La conversación fluirá con mayor facilidad si el hablante y su audiencia comparten territorios léxicos comunes. Si empleas palabras desconocidas, te pasarás el rato explicando su significado o provocarás que los oyentes se aburran. Algunos estudios aconsejan que incluso se adopte el lenguaje corporal de los oyentes. Aunque ellos apenas lo perciban, su atención aumentará considerablemente.


Sé breve.

Eso de que «el cerebro entiende lo que el culo aguanta» no es una mera frase hecha. Ser conciso, breve y didáctico es mejor opción que ser aburrido y extenso en demasía.
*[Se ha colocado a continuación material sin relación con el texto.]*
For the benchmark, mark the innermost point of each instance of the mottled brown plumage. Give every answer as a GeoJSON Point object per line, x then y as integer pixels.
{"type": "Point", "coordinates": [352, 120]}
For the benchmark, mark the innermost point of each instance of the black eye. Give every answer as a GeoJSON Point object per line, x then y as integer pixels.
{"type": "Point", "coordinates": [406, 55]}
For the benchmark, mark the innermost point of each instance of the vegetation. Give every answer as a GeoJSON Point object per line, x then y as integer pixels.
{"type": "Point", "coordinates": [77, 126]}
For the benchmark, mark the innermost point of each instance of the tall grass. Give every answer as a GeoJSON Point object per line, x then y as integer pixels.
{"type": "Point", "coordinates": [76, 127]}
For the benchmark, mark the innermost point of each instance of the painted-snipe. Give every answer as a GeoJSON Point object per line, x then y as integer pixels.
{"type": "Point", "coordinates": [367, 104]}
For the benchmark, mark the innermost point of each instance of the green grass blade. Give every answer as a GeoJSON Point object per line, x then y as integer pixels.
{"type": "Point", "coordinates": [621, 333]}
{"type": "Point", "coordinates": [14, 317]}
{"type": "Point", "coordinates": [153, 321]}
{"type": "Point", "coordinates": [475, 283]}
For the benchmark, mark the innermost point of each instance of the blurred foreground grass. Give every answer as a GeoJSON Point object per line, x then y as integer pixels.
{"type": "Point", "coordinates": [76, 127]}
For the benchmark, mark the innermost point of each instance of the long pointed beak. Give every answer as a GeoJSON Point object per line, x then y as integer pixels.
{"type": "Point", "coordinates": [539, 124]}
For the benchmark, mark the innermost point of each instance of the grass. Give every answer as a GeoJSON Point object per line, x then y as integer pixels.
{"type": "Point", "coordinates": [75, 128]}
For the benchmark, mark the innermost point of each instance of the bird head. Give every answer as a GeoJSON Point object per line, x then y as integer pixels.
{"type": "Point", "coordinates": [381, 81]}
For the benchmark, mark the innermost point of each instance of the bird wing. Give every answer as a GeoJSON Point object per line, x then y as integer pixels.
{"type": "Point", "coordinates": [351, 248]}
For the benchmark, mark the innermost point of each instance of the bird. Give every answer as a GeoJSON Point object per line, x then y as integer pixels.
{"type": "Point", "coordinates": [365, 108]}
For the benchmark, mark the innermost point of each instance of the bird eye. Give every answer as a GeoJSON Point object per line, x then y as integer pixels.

Hablar más tiempo o de forma compleja no es signo de saber más y, en caso de que lo fuera, los oyentes estarán tan agotados que nunca lo van a apreciar. En lugar de ser «esa persona que sabía tanto» serás «ese ladrillo».

Vence tu miedo a hablar en público

Deja la puerta abierta.

Al finalizar tu intervención, no está mal que expreses que has disfrutado de la experiencia y que te gustaría que se repitiera en el futuro. Tu audiencia se sentirá halagada y se marchará de la charla feliz y contenta. 
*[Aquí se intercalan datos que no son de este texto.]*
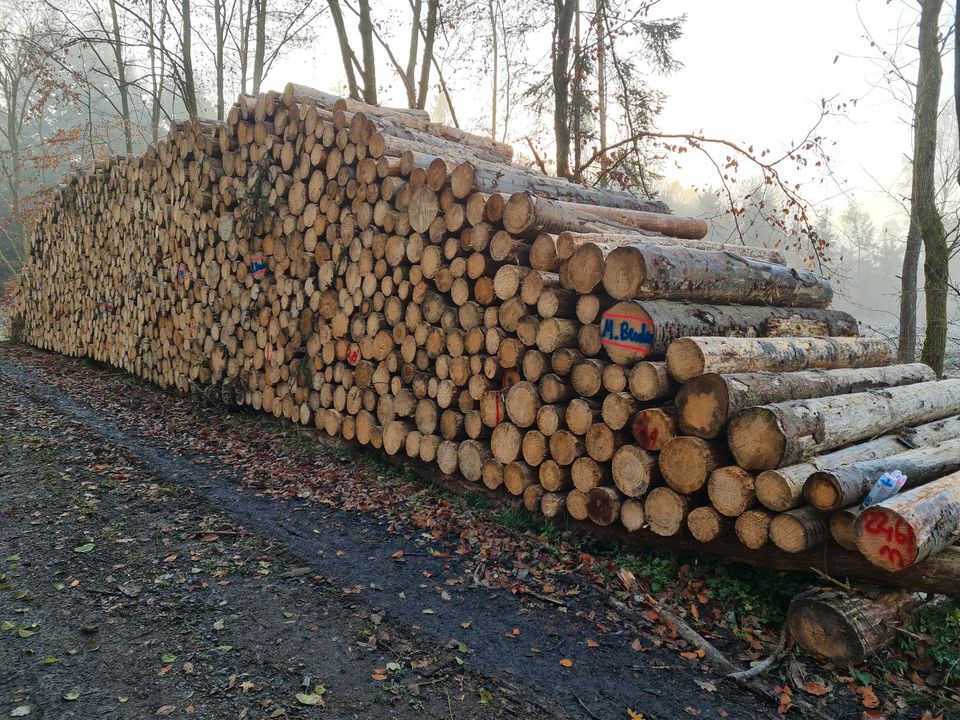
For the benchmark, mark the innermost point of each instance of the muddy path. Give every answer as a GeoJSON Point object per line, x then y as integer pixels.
{"type": "Point", "coordinates": [394, 614]}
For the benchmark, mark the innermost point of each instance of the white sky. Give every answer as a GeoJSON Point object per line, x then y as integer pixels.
{"type": "Point", "coordinates": [755, 72]}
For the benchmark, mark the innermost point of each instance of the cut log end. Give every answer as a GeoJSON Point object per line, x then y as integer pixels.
{"type": "Point", "coordinates": [702, 405]}
{"type": "Point", "coordinates": [756, 440]}
{"type": "Point", "coordinates": [822, 491]}
{"type": "Point", "coordinates": [685, 360]}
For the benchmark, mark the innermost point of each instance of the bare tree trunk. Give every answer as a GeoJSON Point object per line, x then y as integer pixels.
{"type": "Point", "coordinates": [156, 74]}
{"type": "Point", "coordinates": [412, 55]}
{"type": "Point", "coordinates": [121, 79]}
{"type": "Point", "coordinates": [219, 9]}
{"type": "Point", "coordinates": [936, 252]}
{"type": "Point", "coordinates": [369, 61]}
{"type": "Point", "coordinates": [601, 73]}
{"type": "Point", "coordinates": [346, 54]}
{"type": "Point", "coordinates": [907, 343]}
{"type": "Point", "coordinates": [433, 7]}
{"type": "Point", "coordinates": [496, 69]}
{"type": "Point", "coordinates": [563, 11]}
{"type": "Point", "coordinates": [244, 50]}
{"type": "Point", "coordinates": [189, 86]}
{"type": "Point", "coordinates": [260, 45]}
No olvides que la conversación no es un mero intercambio de información, también tiene mucho de emoción. Lo dicho: «Ha sido estupendo que hayan llegado hasta aquí. Esto hay que repetirlo pronto».


Otros consejos que también puedes poner en práctica son:

– Organízate. Prepárate y organizarte con tiempo es una de las claves más importantes para que estés más tranquilo al momento de realizar una presentación.

– Practicar muchas veces tu presentación frente al espejo y también frente a amigos y familiares podrá hacerte sentir mucho más cómodo posteriormente.

– Céntrate en el material y no en la audiencia.

– Acompaña tu presentación de apoyo visual.

– Recurre a técnicas como la meditación para tener mayor control sobre tu cuerpo y tu mente.

– Visualiza tu éxito.

– Si el problema es muy grave, consulta a tu médico si existe algún medicamento que pueda ayudarte a controlar la ansiedad.

Al igual que otras fobias, el paso más importante para hacerle frente es reconocer que hay un problema. Afortunadamente, hoy en día existen muchas técnicas, trucos y profesionales que de seguro te podrán ayudar.